Monday, October 12, 2009

Brain Power

Have you ever felt that your brain has had enough and needed a rest? I have.
The brain uses energy at a rate of about 25 Watts. That's without a muscle moving. With continuous physical exertion that might represent 20% of your body's energy consumption. No wonder your brain can tire. Could you run your brain at 100 Watts? I don't think so. You'd get a hot head.
What, I wonder, is the upper limit of knowledge that can be stored and effectively retrieved in the average human brain. I mean,: facts, recognitions, behaviors, memories.
No matter how fast a computer is - memory is limited by physical storage devices.
This same is true for the brain - in a way... The brain has an astounding 100 trillion neuron interconnections called synapses. These synaptic structures can change over time to create more and more complex associations within the brain. But just how much "knowledge" can it store?
The brain operates much more slowly in neuron firings/second than a computer's operations/sec, so a computer can do an unbelievable number of calculations on a mathematical level.

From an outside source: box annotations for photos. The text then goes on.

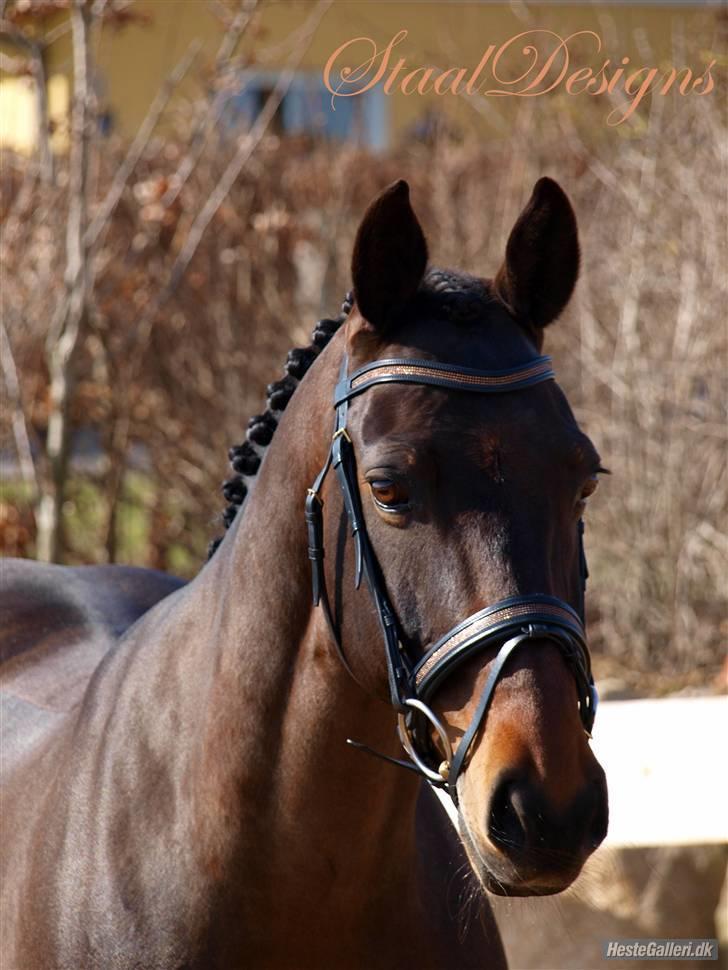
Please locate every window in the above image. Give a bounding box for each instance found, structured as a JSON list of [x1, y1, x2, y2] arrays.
[[226, 71, 389, 150]]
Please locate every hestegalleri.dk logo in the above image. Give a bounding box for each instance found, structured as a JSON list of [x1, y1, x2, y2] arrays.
[[602, 940, 718, 960]]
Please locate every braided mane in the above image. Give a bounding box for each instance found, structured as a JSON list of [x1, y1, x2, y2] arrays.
[[207, 293, 354, 559]]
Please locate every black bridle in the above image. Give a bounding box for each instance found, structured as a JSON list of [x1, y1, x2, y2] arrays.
[[306, 355, 597, 804]]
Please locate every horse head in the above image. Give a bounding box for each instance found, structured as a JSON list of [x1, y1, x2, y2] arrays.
[[308, 178, 607, 895]]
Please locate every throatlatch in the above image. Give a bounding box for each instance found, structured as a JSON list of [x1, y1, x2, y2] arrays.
[[306, 354, 597, 804]]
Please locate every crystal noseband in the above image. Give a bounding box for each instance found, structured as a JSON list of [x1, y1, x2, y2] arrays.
[[306, 355, 597, 804]]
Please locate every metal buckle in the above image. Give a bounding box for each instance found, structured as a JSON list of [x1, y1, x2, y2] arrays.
[[397, 697, 453, 785]]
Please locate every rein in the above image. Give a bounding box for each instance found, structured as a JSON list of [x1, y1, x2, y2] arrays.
[[305, 354, 597, 805]]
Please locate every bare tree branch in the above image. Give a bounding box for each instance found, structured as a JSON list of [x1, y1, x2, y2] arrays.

Perhaps this capability far exceeds what a brain could ever do. But the brain has a storage and modification ability that computers don't (yet). We learn. We learn search paradigms, mnemonic devices, problem solving techniques that so far, has put us ahead of the standard
desktop computer.
Computers can grow in physical size, and components can get smaller and more efficient. New technologies seem almost endless (because of the human brain) . Will we be ever be able to stuff enough in our heads to catch up? Or in the end will we become mindless dependants on electronic thinking devices?
What are our brains' limits? Think about it.